The Wayback Machine is the brainchild of Brewster Kahle and Bruce Gilliat, who also founded the Internet Archive, a digital library of websites, books, audio and video recordings and software programs. Both projects are San Francisco-based nonprofits. The Wayback Machine is a project of the Internet Archive. (Kahle and Gilliat also created Alexa Internet which analyzes web traffic patterns and was sold to Amazon.)
"They [Kahle and Gilliat] had started to archive webpages in 1996, and in 2001 launched the Wayback Machine to support discovery and playback of those archived web resources," says Graham in a recent email interview. "And, yes, the name was inspired by the 1960s cartoon series 'The Rocky and Bullwinkle Show.' In the cartoon the WABAC Machine (note the spelling difference) was a plot device used to transport the characters Mr. Peabody and Sherman back in time to visit important events in human history."
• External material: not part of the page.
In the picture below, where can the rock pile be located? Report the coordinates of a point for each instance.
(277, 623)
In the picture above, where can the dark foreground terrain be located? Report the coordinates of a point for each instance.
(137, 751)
In a world where there are more than 1.7 billion websites, with the number climbing dramatically by the day, how can anyone possibly hope to catalog so many webpages? The Wayback Machine uses what are called "crawlers," a type of software that automatically moves through the web, taking snapshots of billions of sites as it goes. Some of the process is automated, but many of the requests are generated manually by a network of librarians, who prioritize certain types of sites that they think are important to preserve for posterity and for future generations.
The crawlers don't capture every iteration of sites. The frequency of snapshots differs by the site's importance – very significant sites might be recorded every few hours. Others might be logged weeks or months apart. Most aren't logged at all (so don't worry, that embarrassing fan website you made in high school is probably long gone by now). Wayback Machine aims to capture snapshots of important content, say, the breaking news headlines created by major media companies.
Furthermore, it doesn't necessarily recreate the entire site, and it doesn't preserve the data in a way that you'd experience it with your browser. It may only capture a few images of a few pages, and not preserve content that's linked to other sites outside the domain.